The Council called on all parties to fully respect Lebanon's sovereignty, territorial integrity, unity and political independence within its internationally recognized borders, in accordance with the relevant Security Council resolutions, said the statement.
Further noting with deep concern new developments with regard to the involvement of Lebanese parties in the fighting in Syria, the Council called upon all Lebanese parties to recommit to Lebanon's policy of disassociation, to step back from any involvement in the Syrian crisis, the statement said.
In addition, the council also commended Lebanon's generous efforts in hosting and assisting the refugees and encouraged the establishment of fully empowered institutional structures to carry out planning, delivery and coordination responsibilities.
The most powerful body of the UN called on the international community to increase assistance to Lebanon, which now hosts over 587,000 Syrian refugees as well as 65,500 Palestinian refugees.

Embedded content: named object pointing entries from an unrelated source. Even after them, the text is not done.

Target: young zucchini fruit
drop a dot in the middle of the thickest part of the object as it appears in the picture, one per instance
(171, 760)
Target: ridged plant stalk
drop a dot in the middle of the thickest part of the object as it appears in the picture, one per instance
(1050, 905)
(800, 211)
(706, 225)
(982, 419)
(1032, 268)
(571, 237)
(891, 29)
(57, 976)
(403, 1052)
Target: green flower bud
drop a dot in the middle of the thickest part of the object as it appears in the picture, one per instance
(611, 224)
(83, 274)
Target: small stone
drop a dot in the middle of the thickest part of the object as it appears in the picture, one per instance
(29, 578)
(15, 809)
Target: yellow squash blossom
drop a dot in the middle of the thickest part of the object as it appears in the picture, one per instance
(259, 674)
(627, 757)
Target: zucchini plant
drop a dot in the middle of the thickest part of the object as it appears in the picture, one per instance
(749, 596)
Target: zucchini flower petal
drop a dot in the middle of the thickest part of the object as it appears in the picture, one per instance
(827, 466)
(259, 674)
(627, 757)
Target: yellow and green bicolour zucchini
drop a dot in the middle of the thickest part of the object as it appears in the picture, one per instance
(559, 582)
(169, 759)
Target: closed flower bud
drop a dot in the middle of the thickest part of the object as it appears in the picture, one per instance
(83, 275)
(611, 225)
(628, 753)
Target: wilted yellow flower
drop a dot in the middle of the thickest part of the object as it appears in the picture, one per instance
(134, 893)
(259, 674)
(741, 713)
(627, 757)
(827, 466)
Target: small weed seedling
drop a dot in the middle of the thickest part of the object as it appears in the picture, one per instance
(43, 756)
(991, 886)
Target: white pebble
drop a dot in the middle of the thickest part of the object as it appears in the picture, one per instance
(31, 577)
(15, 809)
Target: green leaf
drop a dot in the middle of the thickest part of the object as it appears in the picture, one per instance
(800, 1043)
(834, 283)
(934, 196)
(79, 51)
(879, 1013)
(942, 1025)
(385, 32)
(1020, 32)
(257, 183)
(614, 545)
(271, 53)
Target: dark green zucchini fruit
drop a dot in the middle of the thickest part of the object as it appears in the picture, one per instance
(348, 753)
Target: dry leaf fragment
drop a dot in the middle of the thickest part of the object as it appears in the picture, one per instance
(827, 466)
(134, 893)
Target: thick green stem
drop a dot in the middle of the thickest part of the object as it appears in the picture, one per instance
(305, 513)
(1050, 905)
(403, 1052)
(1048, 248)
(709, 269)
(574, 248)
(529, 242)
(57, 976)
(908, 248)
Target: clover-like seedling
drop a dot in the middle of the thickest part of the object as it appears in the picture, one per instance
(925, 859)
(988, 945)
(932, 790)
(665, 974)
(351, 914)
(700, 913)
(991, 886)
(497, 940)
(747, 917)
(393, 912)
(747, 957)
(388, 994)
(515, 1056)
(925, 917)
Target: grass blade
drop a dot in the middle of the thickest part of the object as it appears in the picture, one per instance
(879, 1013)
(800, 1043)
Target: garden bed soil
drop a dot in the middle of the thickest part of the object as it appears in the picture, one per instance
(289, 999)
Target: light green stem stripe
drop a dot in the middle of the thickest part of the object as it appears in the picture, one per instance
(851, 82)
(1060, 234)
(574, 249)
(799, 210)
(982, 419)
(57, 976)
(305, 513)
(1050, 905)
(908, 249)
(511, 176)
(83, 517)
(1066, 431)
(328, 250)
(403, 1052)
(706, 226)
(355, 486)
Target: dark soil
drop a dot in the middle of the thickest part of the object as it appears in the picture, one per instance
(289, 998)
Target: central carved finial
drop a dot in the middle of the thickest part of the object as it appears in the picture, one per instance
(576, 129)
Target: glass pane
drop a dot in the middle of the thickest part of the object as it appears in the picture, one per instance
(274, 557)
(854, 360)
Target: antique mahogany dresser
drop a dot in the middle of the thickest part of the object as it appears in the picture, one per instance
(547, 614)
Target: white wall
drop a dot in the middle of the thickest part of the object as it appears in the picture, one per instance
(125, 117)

On Tuesday, a booby-trapped vehicle went off in the parking lot near the Islamic Cooperation Center in Bir al-Abed, a shopping center in an area controlled by the Lebanese Shiite militant party of Hezbollah in southern Beirut, leaving at least 53 people injured.
Anti-Hezbollah sentiment has been running high in Lebanon since the militant party acknowledged its engagement in the fight against the western-backed rebels in central Syria.
On May 26, two rockets slammed into a Hezbollah stronghold in southern Beirut, hours after the Hezbollah leader said in a speech that his party was involved in the Syrian crisis.